Scalability
Deep-dive into horizontal vs. vertical scaling patterns and handling exponential resource growth curves.
What you'll learn
- Concrete Load Metrics
- Performance Under Load Curve
- Vertical Scaling (Scale Up)
- Horizontal Scaling (Scale Out)
- Stateless vs. Stateful Services
TL;DR
Deep-dive into horizontal vs. vertical scaling patterns and handling exponential resource growth curves.
Visual System Topology
Scalability Evolution (0 to 10M+ Users)
Everything (App code, Database files) resides on a single machine. Low complexity, high resource competition.
A Load Balancer distributes incoming requests across independent, stateless server nodes with shared session state.
Databases are sharded horizontally based on keys to divide and scale write throughput globally.
Concept Overview
As an application grows, the load on it grows too: more users, more data, and more requests per second. A design that worked for a thousand users may not work for a million, and a database that served a hundred queries per second may fail at ten thousand.
This is where scalability becomes critical.

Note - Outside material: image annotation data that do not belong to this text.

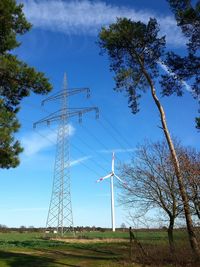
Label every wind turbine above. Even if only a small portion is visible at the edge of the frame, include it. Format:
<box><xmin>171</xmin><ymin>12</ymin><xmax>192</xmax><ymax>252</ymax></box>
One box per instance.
<box><xmin>97</xmin><ymin>152</ymin><xmax>125</xmax><ymax>232</ymax></box>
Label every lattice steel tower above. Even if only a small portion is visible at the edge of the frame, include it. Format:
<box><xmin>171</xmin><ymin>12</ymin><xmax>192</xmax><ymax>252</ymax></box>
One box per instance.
<box><xmin>34</xmin><ymin>74</ymin><xmax>98</xmax><ymax>236</ymax></box>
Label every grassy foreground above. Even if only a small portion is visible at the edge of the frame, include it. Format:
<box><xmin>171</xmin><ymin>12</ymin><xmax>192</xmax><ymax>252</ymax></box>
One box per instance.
<box><xmin>0</xmin><ymin>231</ymin><xmax>200</xmax><ymax>267</ymax></box>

What is Scalability? Scalability is the ability of a system to handle increased load by adding resources. The key word here is ability — a scalable system can grow to meet demand without requiring a complete architectural overhaul. It is one of the foundational concerns of system design, as many other properties of a production system depend on the choices made at the scaling layer.
Key Architectural Pillars
Concrete Load Metrics
Before scaling, you must measure. Load metrics evaluate systems along concrete dimensions: Requests per second (RPS), Concurrent users active at the same time, Data volume stored (e.g. TB/PB), network throughput (GB/s), Database query rates (QPS), and Queue message processing rates.
Performance Under Load Curve
Good scaling maintains predictable performance as load multiplies. Ideally, we look for linear or sublinear degradation (e.g., doubling load does not double response times). When response times spike exponentially (superlinear degradation) or timeout, you have hit a scalability wall.
Vertical Scaling (Scale Up)
Upgrading the hardware capacity of an existing machine (adding CPU cores, increasing RAM, adopting faster SSDs, or upgrading network cards). Requires zero architectural changes but has a hard hardware ceiling, no redundancy (single point of failure), and costs rise disproportionately.
Horizontal Scaling (Scale Out)
Adding more standard commodity servers to the pool rather than upgrading existing ones. Incoming traffic is distributed across servers via a load balancer, providing fault tolerance, elasticity, and practically infinite scaling capabilities.
Stateless vs. Stateful Services
To scale out horizontally, application services must be stateless (session data is not kept locally on a server). Instead, user sessions live in a shared store like Redis, tokens (JWT) are sent client-side, and files are stored in object storage (like S3). This gives the load balancer complete freedom to route any request to any server.